The Legendre Transform - Swapping Variables, Preserving Structure // Megha Bose

Helpful context:

The Legendre transform is one of those ideas that appears in multiple places under different names and you only realise it’s the same thing after being confused by all of them separately. It shows up in classical mechanics as the passage from Lagrangian to Hamiltonian. In thermodynamics as the relationship between thermodynamic potentials. In convex analysis as the convex conjugate. In machine learning as a tool in variational inference and exponential families. The underlying operation is the same in all of these; the notation just changes.

The Basic Idea

Start with a function $f : \mathbb{R} \to \mathbb{R}$ that is convex and differentiable. The Legendre transform produces a new function $f^\ast : \mathbb{R} \to \mathbb{R}$ defined by:

$$f^\ast(p) = \sup_{x \in \mathbb{R}} \left[ px - f(x) \right]$$

The input to $f^\ast$ is $p$, and for each value of $p$ you take the supremum over all $x$ of the expression $px - f(x)$.

Before unpacking what this means, notice what it does to units and variables. If $f$ takes $x$ and returns a value, then $f^\ast$ takes $p$ (which has units of $f'(x)$, i.e. the derivative of $f$ with respect to $x$) and returns a value. The transform swaps the role of a variable and its derivative. This is the core of it.

Geometric Intuition

Think of the graph of $f(x)$. A line with slope $p$ is $y = px + c$ for some intercept $c$. Among all such lines, which one is tangent to the graph of $f$ from below?
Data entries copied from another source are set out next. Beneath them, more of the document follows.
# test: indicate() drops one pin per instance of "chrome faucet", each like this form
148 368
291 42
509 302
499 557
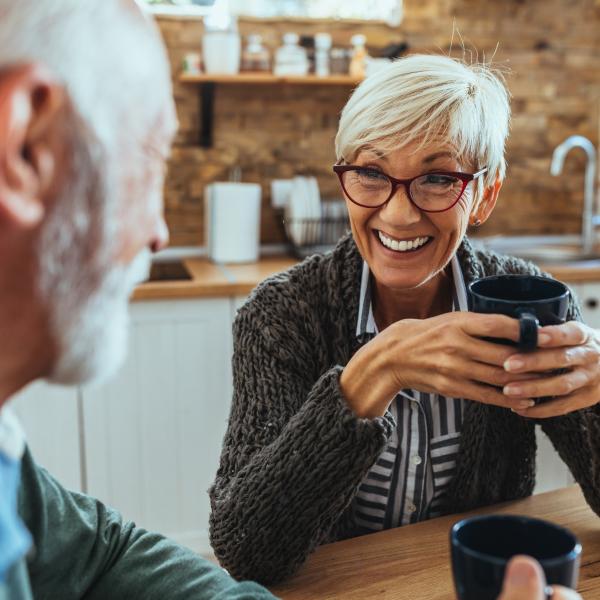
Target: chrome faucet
589 219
The tangent line with slope $p$ touches the curve at the point $x_0$ where $f'(x_0) = p$. Its equation is:

$$y = px - (px_0 - f(x_0)) = px - f^\ast(p)$$

So $f^\ast(p)$ is the negative of the $y$-intercept of the tangent line to $f$ with slope $p$.
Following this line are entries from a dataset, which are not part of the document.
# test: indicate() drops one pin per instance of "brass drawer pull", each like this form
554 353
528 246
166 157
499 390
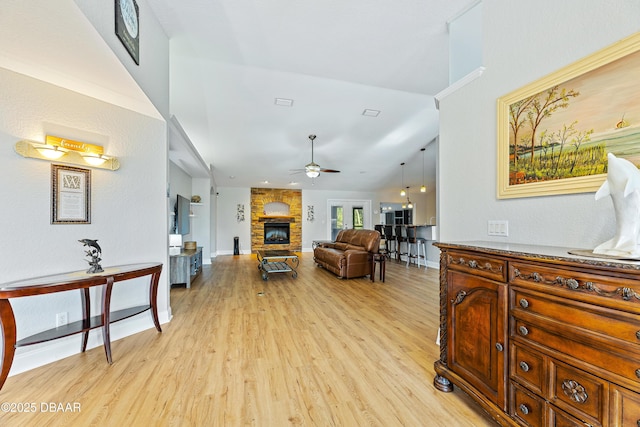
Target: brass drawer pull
574 391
Equivalently: the graph of $f$ can be described either as the set of points $(x, f(x))$, or as the envelope of all its tangent lines. The Legendre transform encodes the second description. Instead of saying “the function value at $x$”, you say “the intercept of the tangent line with slope $p$”. These two descriptions contain the same information (when $f$ is convex).

This duality - between a convex function and its family of supporting hyperplanes - is the geometric heart of the transform.

Finding the Transform

For a convex differentiable $f$, the supremum in $f^\ast(p) = \sup_x [px - f(x)]$ is achieved at the point $x^\ast$ where the derivative is zero:

$$\frac{d}{dx}[px - f(x)] = p - f'(x) = 0 \implies f'(x^\ast) = p$$

So $x^\ast$ is the value where $f'$ equals $p$. If $f'$ is invertible (which it is when $f$ is strictly convex), then $x^\ast = (f')^{-1}(p)$, and:

$$f^\ast(p) = p \cdot (f')^{-1}(p) - f\left((f')^{-1}(p)\right)$$

Example. Take $f(x) = \frac{1}{2}x^2$. Then $f'(x) = x$, so $x^\ast = p$. Then:

$$f^\ast(p) = p \cdot p - \frac{1}{2}p^2 = \frac{1}{2}p^2$$

The Legendre transform of $\frac{1}{2}x^2$ is itself. This is a special property of the quadratic - it’s self-dual under the transform.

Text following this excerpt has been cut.